Commercial Covid test sites to start offering rapid STI testing
With demand for coronavirus testing expected to decline as more and more people are vaccinated, commercial test sites are looking for other ways to stay relevant and in business. Multiple test companies are looking into offering rapid tests for sexually transmitted infections, BNR reports after speaking to these companies.
Spoedtest.nl expects to start providing STI tests within the next month. "The process looks like this: people can go to our website to order a test. It is sent the same day and received the next day. They can take the test themselves at home and then send it to the laboratory. After arriving at the lab, there is a good chance that you will get the results the same day. It's anonymous, fast and you pay for it yourself. You can also choose us without any symptoms," a spokesperson said to the broadcaster.
Snelkliniek plans to offer STI tests in the coming months.

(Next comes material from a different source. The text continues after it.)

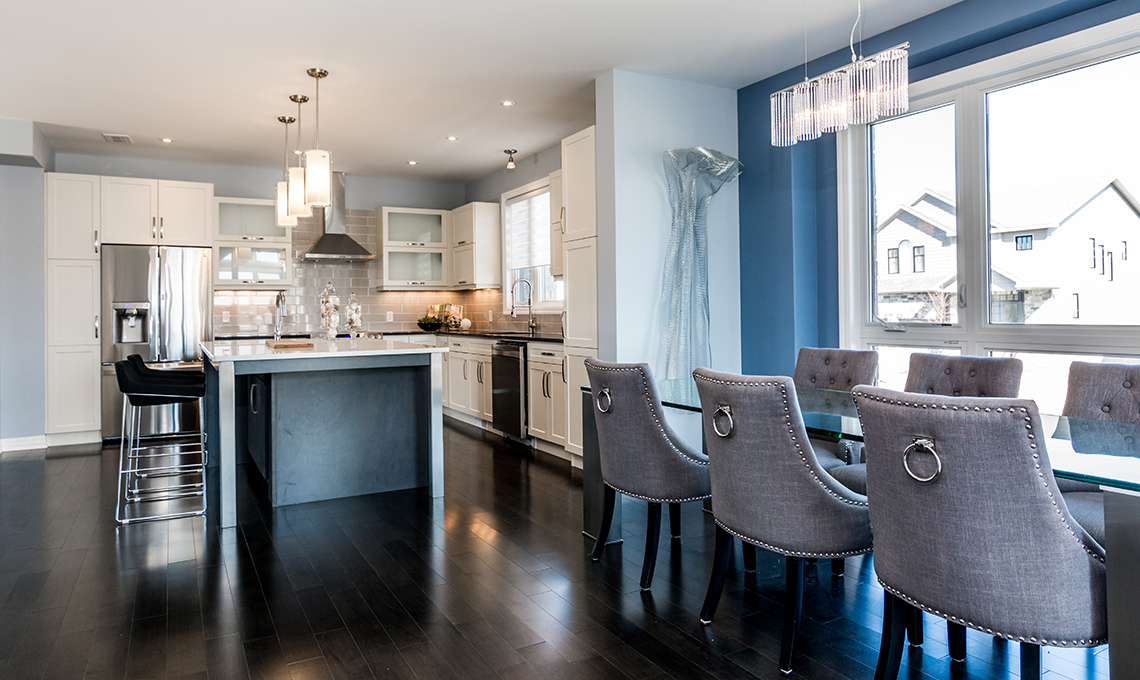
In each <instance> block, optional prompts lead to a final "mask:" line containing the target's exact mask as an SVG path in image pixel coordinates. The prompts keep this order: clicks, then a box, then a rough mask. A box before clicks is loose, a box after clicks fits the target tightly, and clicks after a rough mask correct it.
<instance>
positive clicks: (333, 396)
mask: <svg viewBox="0 0 1140 680" xmlns="http://www.w3.org/2000/svg"><path fill="white" fill-rule="evenodd" d="M315 345H316V347H314V348H311V349H300V350H285V351H282V350H278V351H276V353H275V351H274V350H270V349H268V348H266V347H264V343H263V342H262V341H235V342H213V343H203V349H204V350H205V354H206V361H205V362H204V364H205V372H206V428H207V429H206V431H207V439H206V444H207V450H209V464H207V475H209V487H210V489H211V494H210V512H209V513H210V515H212V516H214V517H215V518H217V519H218V521H219V523H220V524H221V526H235V525H236V520H237V517H236V508H235V505H234V500H235V492H236V479H235V475H236V466H237V464H242V463H252V464H253V466H254V467H255V469H257V470H258V471H259V473H260V476H261V477H262V478H263V479H264V480H266V484H267V488H268V495H269V501H270V503H271V504H272V505H274V507H278V505H291V504H295V503H308V502H312V501H321V500H329V499H340V497H345V496H353V495H361V494H372V493H381V492H386V491H396V489H402V488H414V487H421V486H429V487H430V491H431V494H432V496H441V495H443V473H442V472H443V470H442V467H443V462H442V359H441V356H440V355H441V353H442V351H446V349H445V348H433V347H422V346H418V345H407V343H402V342H392V341H388V340H356V341H350V340H337V341H335V342H332V343H329V342H327V341H321V340H318V341H315ZM251 472H252V470H251Z"/></svg>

Coronalab.eu already offers STI tests on a small scale, and plans to expand this significantly. "Not only with STI tests, but also with many more preventive and diagnostic tests. The tests are taken at home, sent to the lab and analyzed," co-founder Patrick de Boer said to BNR. Algeria Health is also looking at the possibilities of offering STI tests, but has no concrete plans yet. Coronatestspot and Speedcovidtest said they are "reorienting" and may offer other types of tests in the future.
"This trend has been around for some time, but the coronavirus crisis has certainly fueled preventive testing," Maarten Cuppen of U-Diagnostics said. The company offers a range of tests, including STI tests. According to Cuppen, it is important that test providers are "supervised by medical professionals and the diagnostics take place in accredited laboratories."
Information and support organization SOA Aids Nederland called this an interesting idea, but is worried about inadequate information and aftercare. The organization wonders how commercial test providers will know which test to send to the customer. "Normally, the GP determines what is the right test. That is more difficult for the individual to determine," GP Emmy Roskam, who is affiliated with the organization, said to the broadcaster.